Neither rule has been submitted to OMB, so it is doubtful they will meet the deadlines for final action by the end of this year. But I think they could be promulgated by the end of 2012, close to when President Barack Obama’s term expires.
What may happen
Two major initiatives face a steeper climb, but could be addressed at some point in the near future. OSHA took a step back on its final rule for adding a musculoskeletal disorder column to the OSHA 300 log, but did not pull the rule completely off the table (as industry representatives had hoped). Instead, the agency solicited comments from stakeholders as part of an effort to address concerns.
These talks could lead to the requirements changing or OSHA providing better guidance or definitions in the regulation. Or, the agency could drop it altogether to focus on other initiatives. Given Michaels’ comments on the importance of learning more about MSD injuries in the workplace (which account for nearly 30 percent of all injuries), I do not see him backing down from this rule. However, quite a few industry stakeholders view this recordkeeping rule as the first step toward a new ergonomics standard and will fight adamantly against it.
The other initiative is the injury and illness prevention program standard. It is Michaels’ No. 1 initiative and has broad support, especially from companies that already have a program.
This initiative has a good chance of becoming a standard eventually. The Voluntary Protection Programs, which receive support from both labor and industry groups, require employers to have an injury and illness prevention program, and several state-run programs require it as well. Therefore, it is only a matter of time before injury and illness prevention programs are required everywhere.
Although injury and illness prevention programs are not a new concept, they are new to the rulemaking process. Take a look at recently or soon-to-be promulgated standards and you will see a long history. A protracted rulemaking process is the way things work these days, sadly – and it is safe to say the same will hold true for an I2P2 standard.
What will not happen
On the top of a list of initiatives that probably will never happen is an ergonomics standard. An attempt at the end of the Clinton administration was overturned by Congress. Despite evidence that MSD injuries are a real problem, the causes are difficult to nail down. When a hand is amputated, it is easy to identify where it happened and what went wrong. But when someone pulls a back muscle, was it from lifting boxes at work or last weekend’s pickup basketball game? This uncertainty makes regulation difficult. In addition, industry opposition of any requirement concerning ergonomics is fierce.
Another major initiative is an update to the Occupational Safety and Health Act. Such an update requires an act of Congress, and what many Democratic leaders are seeking – a massive, singular update to the law – will not happen. The best recent chance was during the last Congress when Democrats controlled both chambers and the presidency, and they failed to update the law.
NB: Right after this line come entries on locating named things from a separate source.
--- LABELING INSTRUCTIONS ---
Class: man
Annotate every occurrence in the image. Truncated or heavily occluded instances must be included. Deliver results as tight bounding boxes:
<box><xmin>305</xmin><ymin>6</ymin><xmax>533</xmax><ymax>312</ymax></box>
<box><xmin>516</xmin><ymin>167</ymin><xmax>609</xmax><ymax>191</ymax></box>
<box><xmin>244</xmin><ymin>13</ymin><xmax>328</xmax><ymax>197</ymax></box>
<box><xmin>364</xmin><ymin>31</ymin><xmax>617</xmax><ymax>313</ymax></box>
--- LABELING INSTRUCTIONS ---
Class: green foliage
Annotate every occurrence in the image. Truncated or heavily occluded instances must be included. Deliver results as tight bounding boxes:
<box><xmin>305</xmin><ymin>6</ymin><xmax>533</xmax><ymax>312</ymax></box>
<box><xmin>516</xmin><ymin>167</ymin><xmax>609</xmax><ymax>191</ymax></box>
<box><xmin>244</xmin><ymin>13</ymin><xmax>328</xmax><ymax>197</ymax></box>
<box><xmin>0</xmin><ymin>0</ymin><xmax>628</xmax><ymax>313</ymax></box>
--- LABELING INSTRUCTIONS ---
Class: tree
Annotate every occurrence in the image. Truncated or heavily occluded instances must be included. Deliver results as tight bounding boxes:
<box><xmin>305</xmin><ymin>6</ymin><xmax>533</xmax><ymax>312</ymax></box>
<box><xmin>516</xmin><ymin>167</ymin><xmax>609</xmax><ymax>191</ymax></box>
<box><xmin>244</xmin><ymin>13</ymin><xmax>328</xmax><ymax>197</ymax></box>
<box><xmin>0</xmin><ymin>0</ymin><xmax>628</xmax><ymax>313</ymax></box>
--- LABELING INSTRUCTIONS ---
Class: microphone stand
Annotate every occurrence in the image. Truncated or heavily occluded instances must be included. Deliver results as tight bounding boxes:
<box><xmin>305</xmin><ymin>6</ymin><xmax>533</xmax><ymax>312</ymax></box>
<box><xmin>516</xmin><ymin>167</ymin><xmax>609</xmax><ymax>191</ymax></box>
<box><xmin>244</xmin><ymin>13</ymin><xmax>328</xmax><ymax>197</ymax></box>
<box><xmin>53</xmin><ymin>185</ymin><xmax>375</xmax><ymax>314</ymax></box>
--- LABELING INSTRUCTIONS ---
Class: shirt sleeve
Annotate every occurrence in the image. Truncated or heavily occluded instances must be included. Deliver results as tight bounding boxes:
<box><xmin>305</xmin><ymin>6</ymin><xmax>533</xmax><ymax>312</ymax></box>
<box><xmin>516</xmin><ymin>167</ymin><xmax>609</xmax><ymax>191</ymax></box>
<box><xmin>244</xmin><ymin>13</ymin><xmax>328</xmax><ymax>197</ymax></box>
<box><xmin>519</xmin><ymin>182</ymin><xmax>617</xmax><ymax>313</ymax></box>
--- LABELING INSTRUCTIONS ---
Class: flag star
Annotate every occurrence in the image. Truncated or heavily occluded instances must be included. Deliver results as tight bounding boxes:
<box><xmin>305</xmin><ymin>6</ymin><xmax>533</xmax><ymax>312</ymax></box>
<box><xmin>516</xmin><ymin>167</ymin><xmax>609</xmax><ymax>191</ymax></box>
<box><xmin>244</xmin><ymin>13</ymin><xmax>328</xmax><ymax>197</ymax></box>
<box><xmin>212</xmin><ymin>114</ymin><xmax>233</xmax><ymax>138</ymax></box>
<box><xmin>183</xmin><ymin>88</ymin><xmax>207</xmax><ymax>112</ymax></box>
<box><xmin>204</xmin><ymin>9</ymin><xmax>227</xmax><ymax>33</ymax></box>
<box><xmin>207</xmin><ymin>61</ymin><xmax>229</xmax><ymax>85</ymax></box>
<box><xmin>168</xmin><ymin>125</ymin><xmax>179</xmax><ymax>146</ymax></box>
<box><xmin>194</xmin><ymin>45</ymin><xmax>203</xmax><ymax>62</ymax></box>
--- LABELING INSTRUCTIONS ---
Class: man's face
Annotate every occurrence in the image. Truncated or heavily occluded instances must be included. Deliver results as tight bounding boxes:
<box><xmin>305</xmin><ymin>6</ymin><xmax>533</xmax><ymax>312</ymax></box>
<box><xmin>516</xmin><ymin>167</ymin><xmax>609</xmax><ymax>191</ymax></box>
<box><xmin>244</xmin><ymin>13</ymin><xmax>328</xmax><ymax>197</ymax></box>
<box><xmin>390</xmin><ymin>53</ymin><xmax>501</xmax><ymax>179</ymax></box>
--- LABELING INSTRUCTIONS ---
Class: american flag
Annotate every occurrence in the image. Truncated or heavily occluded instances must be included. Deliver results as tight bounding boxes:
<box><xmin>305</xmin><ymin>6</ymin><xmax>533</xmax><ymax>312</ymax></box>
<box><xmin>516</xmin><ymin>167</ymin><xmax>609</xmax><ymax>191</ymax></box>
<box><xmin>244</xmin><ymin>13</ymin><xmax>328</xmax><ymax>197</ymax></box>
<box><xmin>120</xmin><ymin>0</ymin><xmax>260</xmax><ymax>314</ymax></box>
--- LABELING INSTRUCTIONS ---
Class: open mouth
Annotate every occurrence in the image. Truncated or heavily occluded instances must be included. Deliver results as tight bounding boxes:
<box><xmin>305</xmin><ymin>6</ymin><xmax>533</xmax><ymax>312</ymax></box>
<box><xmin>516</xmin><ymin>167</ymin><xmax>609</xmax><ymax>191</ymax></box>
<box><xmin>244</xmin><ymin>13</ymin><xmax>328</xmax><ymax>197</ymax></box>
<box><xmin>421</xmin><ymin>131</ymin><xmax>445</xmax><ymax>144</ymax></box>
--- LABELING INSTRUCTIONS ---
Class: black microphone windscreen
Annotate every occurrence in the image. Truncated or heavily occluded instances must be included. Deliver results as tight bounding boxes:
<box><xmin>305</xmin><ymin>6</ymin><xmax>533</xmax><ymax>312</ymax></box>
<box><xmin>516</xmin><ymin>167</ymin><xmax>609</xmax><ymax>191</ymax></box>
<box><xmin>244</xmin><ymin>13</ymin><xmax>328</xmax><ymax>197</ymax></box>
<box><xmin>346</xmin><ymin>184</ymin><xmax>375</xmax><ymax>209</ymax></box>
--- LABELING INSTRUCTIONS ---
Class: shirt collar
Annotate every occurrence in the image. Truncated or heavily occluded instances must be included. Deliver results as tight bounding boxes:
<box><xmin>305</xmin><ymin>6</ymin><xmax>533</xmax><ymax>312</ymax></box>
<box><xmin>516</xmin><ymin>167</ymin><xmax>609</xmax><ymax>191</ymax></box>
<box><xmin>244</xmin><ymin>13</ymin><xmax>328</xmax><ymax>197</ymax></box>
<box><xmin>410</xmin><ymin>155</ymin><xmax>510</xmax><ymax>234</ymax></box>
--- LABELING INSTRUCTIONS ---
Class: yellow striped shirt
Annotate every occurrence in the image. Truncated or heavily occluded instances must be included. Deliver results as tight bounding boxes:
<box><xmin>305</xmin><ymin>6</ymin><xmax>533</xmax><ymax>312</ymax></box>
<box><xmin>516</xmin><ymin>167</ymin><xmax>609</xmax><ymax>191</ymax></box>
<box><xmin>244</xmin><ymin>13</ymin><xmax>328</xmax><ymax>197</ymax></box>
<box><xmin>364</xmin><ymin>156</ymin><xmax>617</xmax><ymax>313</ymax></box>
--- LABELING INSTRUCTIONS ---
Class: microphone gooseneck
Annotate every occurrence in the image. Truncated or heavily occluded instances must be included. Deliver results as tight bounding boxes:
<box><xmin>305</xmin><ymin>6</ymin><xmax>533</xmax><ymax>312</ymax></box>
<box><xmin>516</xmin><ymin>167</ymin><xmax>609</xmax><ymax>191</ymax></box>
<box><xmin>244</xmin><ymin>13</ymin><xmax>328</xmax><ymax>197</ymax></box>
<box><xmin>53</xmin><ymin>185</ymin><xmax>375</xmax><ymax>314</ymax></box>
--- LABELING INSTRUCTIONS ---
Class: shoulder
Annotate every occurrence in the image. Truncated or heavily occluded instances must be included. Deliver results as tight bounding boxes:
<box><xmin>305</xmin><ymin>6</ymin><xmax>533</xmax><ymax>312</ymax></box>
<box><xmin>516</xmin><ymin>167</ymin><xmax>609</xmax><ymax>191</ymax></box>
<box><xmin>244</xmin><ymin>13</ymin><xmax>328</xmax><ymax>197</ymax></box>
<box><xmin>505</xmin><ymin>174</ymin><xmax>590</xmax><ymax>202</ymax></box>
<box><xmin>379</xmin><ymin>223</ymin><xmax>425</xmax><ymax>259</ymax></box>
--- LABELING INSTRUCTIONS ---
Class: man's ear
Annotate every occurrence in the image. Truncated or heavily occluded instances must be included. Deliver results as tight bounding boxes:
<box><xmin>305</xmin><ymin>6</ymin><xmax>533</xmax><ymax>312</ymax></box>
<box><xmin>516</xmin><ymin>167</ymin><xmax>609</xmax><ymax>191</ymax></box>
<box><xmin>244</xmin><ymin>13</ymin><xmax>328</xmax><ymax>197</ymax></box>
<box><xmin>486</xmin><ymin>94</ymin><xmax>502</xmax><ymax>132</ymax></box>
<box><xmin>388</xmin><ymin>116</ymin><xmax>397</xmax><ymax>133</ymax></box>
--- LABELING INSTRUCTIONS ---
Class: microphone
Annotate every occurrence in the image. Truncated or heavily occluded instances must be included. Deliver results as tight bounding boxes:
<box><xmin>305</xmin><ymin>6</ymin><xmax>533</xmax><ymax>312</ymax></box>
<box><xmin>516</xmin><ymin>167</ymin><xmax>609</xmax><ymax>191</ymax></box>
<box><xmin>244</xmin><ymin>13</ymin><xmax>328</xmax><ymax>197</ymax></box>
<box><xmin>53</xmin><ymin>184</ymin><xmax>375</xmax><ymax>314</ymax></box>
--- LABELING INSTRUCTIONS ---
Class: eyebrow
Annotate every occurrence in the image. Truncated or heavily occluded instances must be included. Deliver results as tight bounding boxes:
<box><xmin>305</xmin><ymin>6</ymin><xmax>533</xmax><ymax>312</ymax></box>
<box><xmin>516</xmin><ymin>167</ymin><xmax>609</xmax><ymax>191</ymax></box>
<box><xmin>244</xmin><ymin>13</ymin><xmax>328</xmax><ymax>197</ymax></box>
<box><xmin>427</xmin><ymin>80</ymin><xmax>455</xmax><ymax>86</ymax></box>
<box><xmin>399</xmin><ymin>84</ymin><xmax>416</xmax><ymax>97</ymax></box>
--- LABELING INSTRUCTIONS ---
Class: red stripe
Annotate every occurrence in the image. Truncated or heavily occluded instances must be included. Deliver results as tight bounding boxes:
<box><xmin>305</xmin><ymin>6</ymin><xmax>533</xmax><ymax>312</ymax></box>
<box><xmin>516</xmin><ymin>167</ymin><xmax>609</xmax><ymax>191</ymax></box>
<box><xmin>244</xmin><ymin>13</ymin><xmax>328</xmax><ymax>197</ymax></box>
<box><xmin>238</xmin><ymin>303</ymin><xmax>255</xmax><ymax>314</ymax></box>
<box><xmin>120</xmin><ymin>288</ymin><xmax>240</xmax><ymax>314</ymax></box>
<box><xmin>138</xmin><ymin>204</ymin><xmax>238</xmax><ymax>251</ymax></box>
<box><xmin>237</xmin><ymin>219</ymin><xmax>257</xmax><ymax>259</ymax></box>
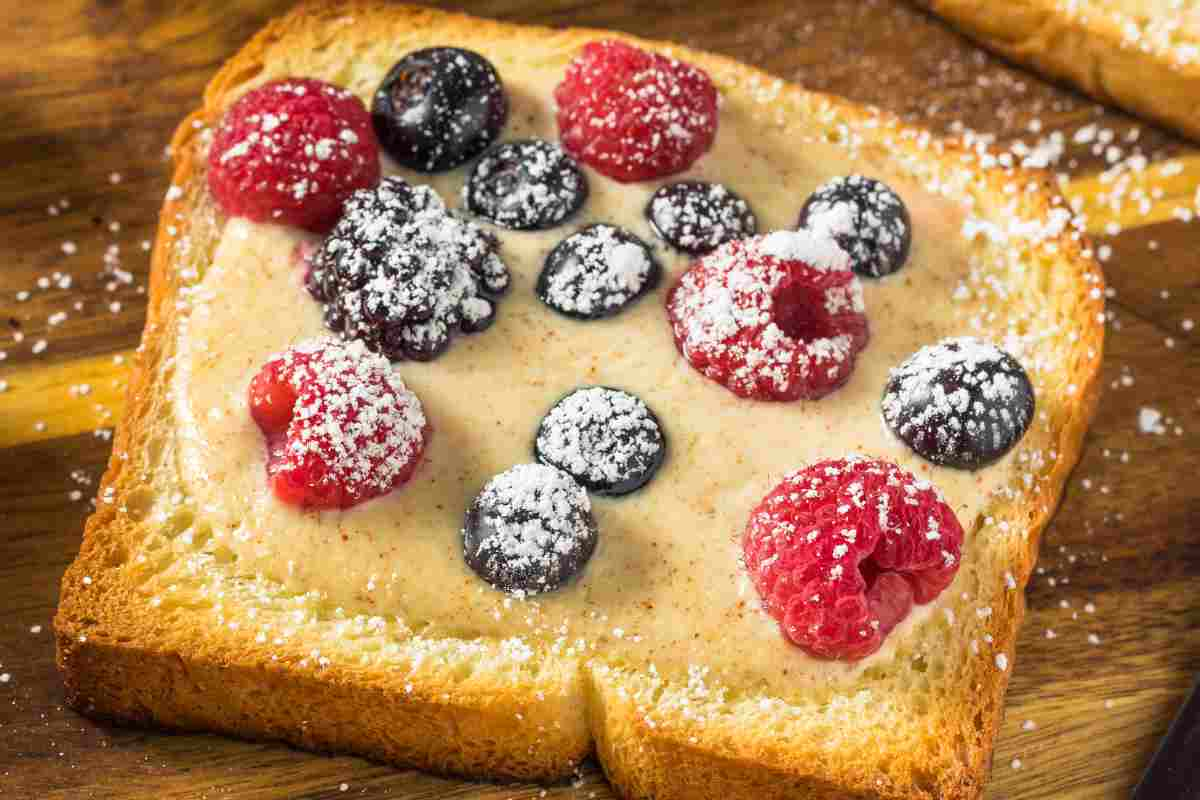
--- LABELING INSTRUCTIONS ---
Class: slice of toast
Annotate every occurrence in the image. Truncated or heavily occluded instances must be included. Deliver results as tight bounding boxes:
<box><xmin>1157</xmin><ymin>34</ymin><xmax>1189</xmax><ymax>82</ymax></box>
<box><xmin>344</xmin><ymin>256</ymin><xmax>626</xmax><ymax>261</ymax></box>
<box><xmin>916</xmin><ymin>0</ymin><xmax>1200</xmax><ymax>140</ymax></box>
<box><xmin>55</xmin><ymin>0</ymin><xmax>1103</xmax><ymax>800</ymax></box>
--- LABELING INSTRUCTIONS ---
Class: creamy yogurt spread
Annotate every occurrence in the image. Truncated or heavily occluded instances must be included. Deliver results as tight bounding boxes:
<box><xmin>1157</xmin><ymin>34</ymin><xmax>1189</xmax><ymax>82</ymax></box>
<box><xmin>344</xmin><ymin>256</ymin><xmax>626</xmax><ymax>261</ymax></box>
<box><xmin>173</xmin><ymin>67</ymin><xmax>1013</xmax><ymax>694</ymax></box>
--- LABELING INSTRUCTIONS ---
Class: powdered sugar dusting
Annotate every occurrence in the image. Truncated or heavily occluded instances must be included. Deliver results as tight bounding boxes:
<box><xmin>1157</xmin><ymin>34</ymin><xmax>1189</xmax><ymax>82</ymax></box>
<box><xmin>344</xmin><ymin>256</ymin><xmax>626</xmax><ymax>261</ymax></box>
<box><xmin>463</xmin><ymin>464</ymin><xmax>596</xmax><ymax>595</ymax></box>
<box><xmin>268</xmin><ymin>338</ymin><xmax>426</xmax><ymax>501</ymax></box>
<box><xmin>881</xmin><ymin>337</ymin><xmax>1033</xmax><ymax>469</ymax></box>
<box><xmin>667</xmin><ymin>231</ymin><xmax>866</xmax><ymax>399</ymax></box>
<box><xmin>536</xmin><ymin>386</ymin><xmax>665</xmax><ymax>494</ymax></box>
<box><xmin>538</xmin><ymin>223</ymin><xmax>661</xmax><ymax>318</ymax></box>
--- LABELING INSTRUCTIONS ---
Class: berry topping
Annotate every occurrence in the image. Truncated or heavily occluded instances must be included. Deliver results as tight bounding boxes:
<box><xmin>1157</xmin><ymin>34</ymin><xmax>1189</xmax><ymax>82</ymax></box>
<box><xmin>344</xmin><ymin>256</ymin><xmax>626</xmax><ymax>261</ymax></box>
<box><xmin>646</xmin><ymin>181</ymin><xmax>758</xmax><ymax>255</ymax></box>
<box><xmin>209</xmin><ymin>78</ymin><xmax>379</xmax><ymax>233</ymax></box>
<box><xmin>882</xmin><ymin>337</ymin><xmax>1033</xmax><ymax>469</ymax></box>
<box><xmin>667</xmin><ymin>230</ymin><xmax>869</xmax><ymax>401</ymax></box>
<box><xmin>250</xmin><ymin>339</ymin><xmax>428</xmax><ymax>509</ymax></box>
<box><xmin>799</xmin><ymin>175</ymin><xmax>912</xmax><ymax>278</ymax></box>
<box><xmin>462</xmin><ymin>139</ymin><xmax>588</xmax><ymax>230</ymax></box>
<box><xmin>554</xmin><ymin>40</ymin><xmax>716</xmax><ymax>182</ymax></box>
<box><xmin>742</xmin><ymin>457</ymin><xmax>962</xmax><ymax>661</ymax></box>
<box><xmin>534</xmin><ymin>386</ymin><xmax>666</xmax><ymax>495</ymax></box>
<box><xmin>306</xmin><ymin>178</ymin><xmax>509</xmax><ymax>361</ymax></box>
<box><xmin>536</xmin><ymin>224</ymin><xmax>662</xmax><ymax>319</ymax></box>
<box><xmin>371</xmin><ymin>47</ymin><xmax>509</xmax><ymax>173</ymax></box>
<box><xmin>462</xmin><ymin>464</ymin><xmax>596</xmax><ymax>596</ymax></box>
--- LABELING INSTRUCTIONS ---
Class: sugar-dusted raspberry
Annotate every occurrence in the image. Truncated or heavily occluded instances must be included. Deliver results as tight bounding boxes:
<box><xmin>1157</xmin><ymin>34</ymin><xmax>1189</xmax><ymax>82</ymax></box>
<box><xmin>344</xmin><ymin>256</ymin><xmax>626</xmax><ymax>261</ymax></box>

Michaels often mentions that an average of 12 worker deaths occur per day in this country. If those 12 deaths were all the result of one incident – the Deepwater Horizon explosion, for example – there would be public outcry to change occupational law to better protect workers, he has said.
But look at what has happened in the aftermath of recent disasters. Significant changes still have not been made to strengthen safety regulations on oil rigs, and Congress is debating the merits of updating mine safety laws following the 29 deaths at the Upper Big Branch Mine-South.
Tweaks may be made to the OSH Act. However, given the deep partisan divides in Congress these days, I fail to see how significant changes to the law will occur in a timely manner.
The opinions expressed in “Washington Update” do not necessarily reflect those of the National Safety Council or affiliated local Chapters.